The Full MLOps Blueprint: Model Deployment

👉

Recap

Before getting into Part 12 of this crash course, let’s quickly recap what we covered in the last part.

In part 11, we began our discussion on the deployment and monitoring phase of the MLOps lifecycle.

There, we learned about model deployment fundamentals, particularly model packaging formats, containerization, APIs, and the types of inference.

We also discussed gRPC in detail; the how and why, plus where it finds its suitable applications.

Finally, we walked through a comprehensive hands-on demo showing gRPC in action for ML settings.

If you haven’t explored Part 11 yet, we strongly recommend going through it first, since it sets the foundations and flow for what's about to come.

Read it here:

In this chapter, we’ll continue our discussion on the deployment phase, diving deeper into important concepts, specifically Kubernetes.

As always, every notion will be explained through clear examples and walkthroughs to develop a solid understanding.

👉

This chapter assumes a solid foundation in software engineering, computer networks and OS related concepts. Rather than revisiting these foundational topics, the chapter emphasizes the systems-oriented aspects.

Let’s begin!

Prerequisites

Before diving into Kubernetes, it’s essential to establish a foundational understanding of a few key concepts that underpin its architecture and philosophy. These include containerization, cloud-native principles, service meshes, immutable infrastructure, and microservices.

Images and containers basics

A container image is a lightweight, static, and immutable package containing all the necessary code, runtime, libraries, and configuration to run an application consistently across different environments.

A container, on the other hand, is a running, executable instance of a container image, functioning as a live application or service.

The image serves as a read-only template or blueprint, while the container is the active, isolated process that runs from that blueprint, similar to a class and its objects/instances in object-oriented design.

Because different applications often have conflicting dependencies, containers provide isolated environments, enabling multiple applications to run reliably on the same host without interference.

Cloud-native and microservices architecture

Cloud-native refers to designing and building applications specifically for the cloud environment, emphasizing scalability, resilience, and agility through modern development practices and cloud infrastructure.
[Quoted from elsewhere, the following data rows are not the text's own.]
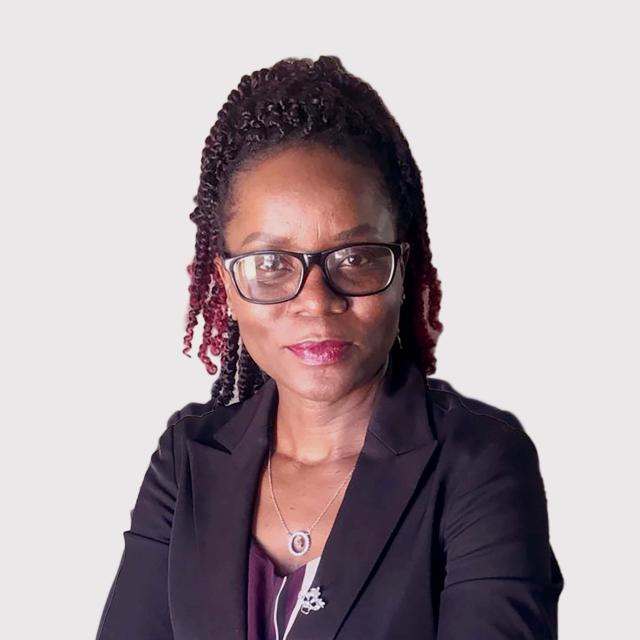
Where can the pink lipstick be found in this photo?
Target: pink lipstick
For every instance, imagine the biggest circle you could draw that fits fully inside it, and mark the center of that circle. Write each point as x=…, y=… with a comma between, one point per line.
x=319, y=353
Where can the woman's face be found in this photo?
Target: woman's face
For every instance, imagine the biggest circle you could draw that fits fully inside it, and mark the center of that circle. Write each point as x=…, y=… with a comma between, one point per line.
x=309, y=200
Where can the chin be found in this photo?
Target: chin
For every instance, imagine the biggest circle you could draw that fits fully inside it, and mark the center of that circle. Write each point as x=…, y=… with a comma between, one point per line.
x=320, y=382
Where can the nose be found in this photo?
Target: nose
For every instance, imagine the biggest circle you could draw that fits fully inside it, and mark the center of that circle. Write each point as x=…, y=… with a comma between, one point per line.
x=316, y=298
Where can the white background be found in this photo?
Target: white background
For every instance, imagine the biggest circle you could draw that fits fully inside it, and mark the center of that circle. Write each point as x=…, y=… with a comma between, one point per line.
x=523, y=118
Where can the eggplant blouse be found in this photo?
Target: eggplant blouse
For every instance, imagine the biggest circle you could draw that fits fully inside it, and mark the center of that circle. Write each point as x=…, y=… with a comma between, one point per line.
x=275, y=600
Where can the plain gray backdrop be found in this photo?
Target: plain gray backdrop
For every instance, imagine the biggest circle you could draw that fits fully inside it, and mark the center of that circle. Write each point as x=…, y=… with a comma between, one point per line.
x=523, y=120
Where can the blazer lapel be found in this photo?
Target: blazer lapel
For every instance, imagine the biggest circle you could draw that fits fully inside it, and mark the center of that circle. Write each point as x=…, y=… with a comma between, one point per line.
x=225, y=463
x=225, y=467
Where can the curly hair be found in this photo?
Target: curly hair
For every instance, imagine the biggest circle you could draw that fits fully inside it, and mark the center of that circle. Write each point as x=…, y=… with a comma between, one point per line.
x=299, y=102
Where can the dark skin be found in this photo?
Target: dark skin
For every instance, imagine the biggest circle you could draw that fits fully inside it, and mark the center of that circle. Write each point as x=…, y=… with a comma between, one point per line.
x=307, y=197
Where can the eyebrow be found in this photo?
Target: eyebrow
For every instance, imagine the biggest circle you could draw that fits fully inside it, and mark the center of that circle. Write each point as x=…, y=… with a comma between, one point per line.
x=346, y=235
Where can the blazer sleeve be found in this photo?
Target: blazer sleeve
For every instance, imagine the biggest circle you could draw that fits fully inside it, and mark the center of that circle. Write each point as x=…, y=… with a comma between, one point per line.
x=137, y=604
x=502, y=579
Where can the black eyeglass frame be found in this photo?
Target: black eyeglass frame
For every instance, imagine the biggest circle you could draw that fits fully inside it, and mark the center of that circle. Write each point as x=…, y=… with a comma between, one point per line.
x=398, y=250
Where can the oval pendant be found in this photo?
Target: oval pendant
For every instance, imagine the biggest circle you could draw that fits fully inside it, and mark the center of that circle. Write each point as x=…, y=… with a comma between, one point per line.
x=299, y=542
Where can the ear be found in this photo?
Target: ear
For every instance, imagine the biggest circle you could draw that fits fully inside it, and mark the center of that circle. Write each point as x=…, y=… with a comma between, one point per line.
x=223, y=274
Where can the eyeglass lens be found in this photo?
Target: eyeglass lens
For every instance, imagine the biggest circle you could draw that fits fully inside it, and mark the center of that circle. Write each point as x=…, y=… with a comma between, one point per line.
x=273, y=276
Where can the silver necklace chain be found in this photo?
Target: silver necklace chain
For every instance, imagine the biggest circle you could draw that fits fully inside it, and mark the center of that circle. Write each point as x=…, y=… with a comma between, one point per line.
x=300, y=540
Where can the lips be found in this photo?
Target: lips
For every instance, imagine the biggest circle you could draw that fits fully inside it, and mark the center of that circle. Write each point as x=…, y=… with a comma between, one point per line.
x=321, y=352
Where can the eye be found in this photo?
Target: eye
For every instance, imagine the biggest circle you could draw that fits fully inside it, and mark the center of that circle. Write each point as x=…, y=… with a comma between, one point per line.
x=271, y=262
x=359, y=257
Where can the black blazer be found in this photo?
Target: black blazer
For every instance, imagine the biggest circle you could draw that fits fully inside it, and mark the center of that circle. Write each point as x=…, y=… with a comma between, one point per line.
x=442, y=532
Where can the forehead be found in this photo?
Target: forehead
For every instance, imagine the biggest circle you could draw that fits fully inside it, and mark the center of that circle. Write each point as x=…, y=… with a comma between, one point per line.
x=306, y=198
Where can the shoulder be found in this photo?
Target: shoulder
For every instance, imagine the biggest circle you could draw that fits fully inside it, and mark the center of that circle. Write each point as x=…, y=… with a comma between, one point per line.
x=471, y=431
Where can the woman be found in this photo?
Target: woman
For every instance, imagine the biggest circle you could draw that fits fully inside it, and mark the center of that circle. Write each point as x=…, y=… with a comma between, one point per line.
x=346, y=494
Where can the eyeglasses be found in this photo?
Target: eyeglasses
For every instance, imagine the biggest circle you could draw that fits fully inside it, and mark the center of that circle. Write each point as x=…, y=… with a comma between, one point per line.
x=270, y=276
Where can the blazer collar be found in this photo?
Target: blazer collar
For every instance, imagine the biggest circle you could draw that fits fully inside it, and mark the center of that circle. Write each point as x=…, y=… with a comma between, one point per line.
x=225, y=462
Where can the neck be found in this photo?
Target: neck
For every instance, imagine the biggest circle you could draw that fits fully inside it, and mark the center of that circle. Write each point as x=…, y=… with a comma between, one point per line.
x=314, y=432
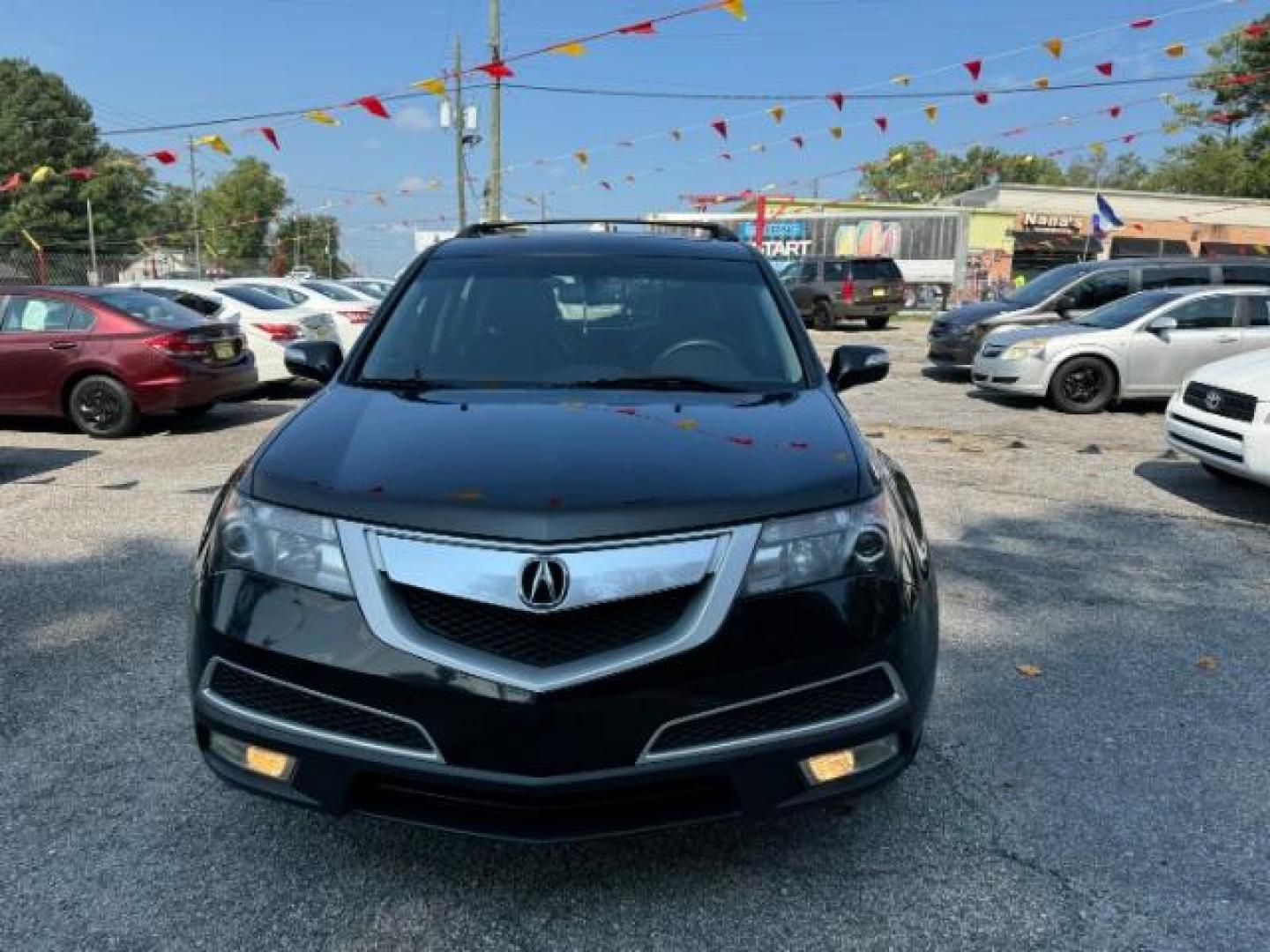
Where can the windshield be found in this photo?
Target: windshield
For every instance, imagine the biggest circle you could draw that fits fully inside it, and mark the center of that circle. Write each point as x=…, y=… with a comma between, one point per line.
x=1127, y=310
x=258, y=300
x=587, y=322
x=150, y=309
x=1044, y=285
x=333, y=291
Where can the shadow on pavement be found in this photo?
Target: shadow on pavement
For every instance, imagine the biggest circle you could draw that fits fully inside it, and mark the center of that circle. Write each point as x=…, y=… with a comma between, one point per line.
x=1188, y=480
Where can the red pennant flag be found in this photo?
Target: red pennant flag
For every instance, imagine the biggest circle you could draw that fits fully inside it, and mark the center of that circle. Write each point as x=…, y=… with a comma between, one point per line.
x=375, y=106
x=497, y=70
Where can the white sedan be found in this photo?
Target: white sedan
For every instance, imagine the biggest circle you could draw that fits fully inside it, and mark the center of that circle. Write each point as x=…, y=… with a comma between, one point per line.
x=351, y=309
x=267, y=323
x=1221, y=415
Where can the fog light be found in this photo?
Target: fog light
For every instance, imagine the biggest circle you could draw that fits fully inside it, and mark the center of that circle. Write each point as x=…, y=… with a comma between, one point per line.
x=268, y=763
x=836, y=764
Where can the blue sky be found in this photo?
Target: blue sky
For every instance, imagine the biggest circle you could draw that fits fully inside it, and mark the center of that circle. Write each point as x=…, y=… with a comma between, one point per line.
x=164, y=61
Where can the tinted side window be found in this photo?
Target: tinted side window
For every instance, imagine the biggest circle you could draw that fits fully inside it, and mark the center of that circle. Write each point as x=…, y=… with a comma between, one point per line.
x=1100, y=288
x=1175, y=277
x=1246, y=274
x=1206, y=312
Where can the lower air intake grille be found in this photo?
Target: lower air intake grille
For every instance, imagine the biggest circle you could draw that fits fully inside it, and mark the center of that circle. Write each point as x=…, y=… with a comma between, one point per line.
x=551, y=637
x=305, y=709
x=752, y=720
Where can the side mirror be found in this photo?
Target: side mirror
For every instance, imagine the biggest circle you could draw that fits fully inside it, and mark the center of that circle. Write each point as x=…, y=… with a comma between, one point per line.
x=314, y=360
x=854, y=365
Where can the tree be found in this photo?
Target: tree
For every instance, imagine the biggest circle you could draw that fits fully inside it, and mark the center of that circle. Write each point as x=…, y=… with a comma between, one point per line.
x=238, y=208
x=43, y=123
x=309, y=240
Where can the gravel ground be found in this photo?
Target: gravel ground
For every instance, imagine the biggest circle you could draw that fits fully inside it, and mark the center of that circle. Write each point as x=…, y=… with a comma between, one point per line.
x=1117, y=801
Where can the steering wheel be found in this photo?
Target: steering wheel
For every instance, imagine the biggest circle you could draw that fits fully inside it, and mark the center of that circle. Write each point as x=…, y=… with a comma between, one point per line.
x=707, y=346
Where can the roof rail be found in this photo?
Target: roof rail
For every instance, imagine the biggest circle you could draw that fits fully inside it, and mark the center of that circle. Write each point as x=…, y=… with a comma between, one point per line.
x=718, y=233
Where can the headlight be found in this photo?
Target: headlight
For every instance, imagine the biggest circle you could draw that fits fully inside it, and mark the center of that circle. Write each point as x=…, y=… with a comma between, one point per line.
x=283, y=544
x=808, y=548
x=1025, y=349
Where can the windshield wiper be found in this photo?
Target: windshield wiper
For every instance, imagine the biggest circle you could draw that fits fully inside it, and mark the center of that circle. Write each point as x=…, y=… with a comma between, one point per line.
x=696, y=383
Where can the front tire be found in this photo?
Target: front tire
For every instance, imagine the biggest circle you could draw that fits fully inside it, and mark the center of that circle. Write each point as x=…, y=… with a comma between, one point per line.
x=822, y=317
x=103, y=407
x=1084, y=385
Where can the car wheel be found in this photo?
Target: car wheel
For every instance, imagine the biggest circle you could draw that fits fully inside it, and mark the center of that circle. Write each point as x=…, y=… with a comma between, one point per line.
x=1084, y=385
x=822, y=317
x=103, y=407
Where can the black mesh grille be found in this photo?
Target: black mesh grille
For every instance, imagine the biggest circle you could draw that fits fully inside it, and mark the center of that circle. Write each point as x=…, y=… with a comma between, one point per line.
x=1236, y=406
x=286, y=703
x=551, y=637
x=796, y=710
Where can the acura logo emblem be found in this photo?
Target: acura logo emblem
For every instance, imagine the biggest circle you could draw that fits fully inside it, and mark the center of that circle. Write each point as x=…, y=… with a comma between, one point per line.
x=544, y=583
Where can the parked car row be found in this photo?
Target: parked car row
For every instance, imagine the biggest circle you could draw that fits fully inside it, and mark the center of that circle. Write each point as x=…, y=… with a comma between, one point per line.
x=106, y=357
x=1085, y=337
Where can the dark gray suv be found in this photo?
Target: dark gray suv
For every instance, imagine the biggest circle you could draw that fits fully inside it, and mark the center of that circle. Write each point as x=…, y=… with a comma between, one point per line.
x=828, y=290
The cloud-native ecosystem is typically composed of:

Containers: lightweight, portable execution units
Service meshes: managing service-to-service communication
Microservices: modular application components
Immutable infrastructure: ensuring reproducibility and consistency
APIs: enabling interoperability and integration

Together, these components form the backbone of scalable systems that can be continuously deployed and updated with minimal downtime.

Service meshes

A service mesh is an infrastructure layer that manages and secures communication between microservices.

It provides features such as:

Traffic management and load balancing
Encryption and service authentication
Observability through metrics, logging, and tracing

By offloading these concerns to the mesh (via proxy sidecars attached to each service), developers can focus on writing business logic, while operations teams manage reliability and performance uniformly across the system.

Immutable infrastructure

Immutable infrastructure is the practice of never modifying a deployed component, such as a server or container, after it’s running.

When an update or configuration change is required:

A new version of the system is built from a standardized image.
It’s then deployed to replace the existing instance.
The old instance is decommissioned once validation (e.g., A/B testing or canary deployment) confirms success.

This approach guarantees consistency, reliability, and reproducibility, as every deployment begins from a clean, known state.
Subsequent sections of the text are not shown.